Initiated by Europol's EC3, the EU Cybercrime Taskforce, the FBI and the NCA, the J-CAT comprises a team composed of Cyber Liaison Officers from committed and closely involved Member States, non-EU law enforcement partners and EC3. Key contributors to the intelligence pool will be the EU Member States via EC3, and other law enforcement cooperation partners. Thus far, Austria, Canada, Germany, France, Italy, the Netherlands, Spain, the UK and the US are part of the J-CAT. Australia and Colombia have also committed to the initiative.
Troels Oerting, Head of the European Cybercrime Centre says:
“Today is a good day for those fighting cybercrime in Europe and beyond. For the first time in modern police history a multi-lateral permanent cybercrime taskforce has been established in Europe to coordinate investigations against top cybercriminal networks. The Joint Cybercrime Action Taskforce will operate from secure offices in Europol’s HQ assisted by experts and analysts from the European Cybercrime Centre. The aim is not purely strategic, but also very operational. The goal is to prevent cybercrime, to disrupt it, catch crooks and seize their illegal profits. This is a first step in a long walk towards an open, transparent, free but also safe Internet. The goal cannot be reached by law enforcement alone, but will require a consolidated effort from many stakeholders in our global village. But the J-CAT will do its part of the necessary ‘heavy-lifting’ and that work started today. I am confident we will see practical tangible results very soon.”

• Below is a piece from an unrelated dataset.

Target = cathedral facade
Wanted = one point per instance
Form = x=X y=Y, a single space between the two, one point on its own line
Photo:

Mr Archibald said: “There are many challenges faced by law enforcement agencies with regards to cyber criminals and cyber attacks. This is why there needs to be a truly holistic and collaborative approach taken when tackling them.”
“The J-CAT will, for the first time, bring together a coalition of countries across Europe and beyond to coordinate the operational response to the common current and emerging global cyber threats faced by J-CAT members.”

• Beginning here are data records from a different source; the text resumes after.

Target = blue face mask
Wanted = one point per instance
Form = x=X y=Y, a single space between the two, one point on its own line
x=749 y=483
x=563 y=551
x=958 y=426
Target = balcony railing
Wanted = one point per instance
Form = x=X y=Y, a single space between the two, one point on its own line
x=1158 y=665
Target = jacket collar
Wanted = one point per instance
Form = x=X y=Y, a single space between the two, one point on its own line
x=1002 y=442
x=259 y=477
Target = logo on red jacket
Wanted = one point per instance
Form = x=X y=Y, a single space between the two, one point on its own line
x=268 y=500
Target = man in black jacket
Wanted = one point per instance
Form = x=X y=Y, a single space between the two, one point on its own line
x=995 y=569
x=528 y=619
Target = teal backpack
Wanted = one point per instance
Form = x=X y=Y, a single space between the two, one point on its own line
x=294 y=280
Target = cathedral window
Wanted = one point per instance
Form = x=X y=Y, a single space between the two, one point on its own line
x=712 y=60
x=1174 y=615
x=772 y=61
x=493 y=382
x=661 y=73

“This is a unique opportunity for international law enforcement agencies to collectively share our knowledge to defend against cyber related attacks, and the UK’s National Crime Agency is proud to be a founding member”.
EC3 is involved in cross-border cybercrime investigations and has seen a rapid increase in major international cases. The J-CAT aims to add significant value to international law enforcement cooperation, and to maximise the effectiveness of joint and coordinated actions. Cybercrime affects citizens, business and governments regardless of their national borders or jurisdictions. Police forces across the world face similar crimes and criminal targets. For that reason, more than with any other type of crime, it is crucial to share intelligence and align priorities. The J-CAT offers the possibility to address the most impactful crimes affecting many states in a joint, well-concerted manner and with the assistance of EC3.
The J-CAT will gather data on specific criminal themes from national repositories and from relevant government and private partners, as well as transforming this raw data into actionable intelligence, and proposing targets and networks for investigations. It will cover all relevant areas like malware coding, testing, distribution, Botnets, Crime-as-a-Service, online fraud, intrusion and similar top-end crimes.
In addition, it will organise dedicated consultation meetings with key actors in the private sector and the Computer Emergency Response Teams for the EU institutions, bodies and agencies (CERT-EU), to obtain their input on cybercrime threats that affect them and society in general.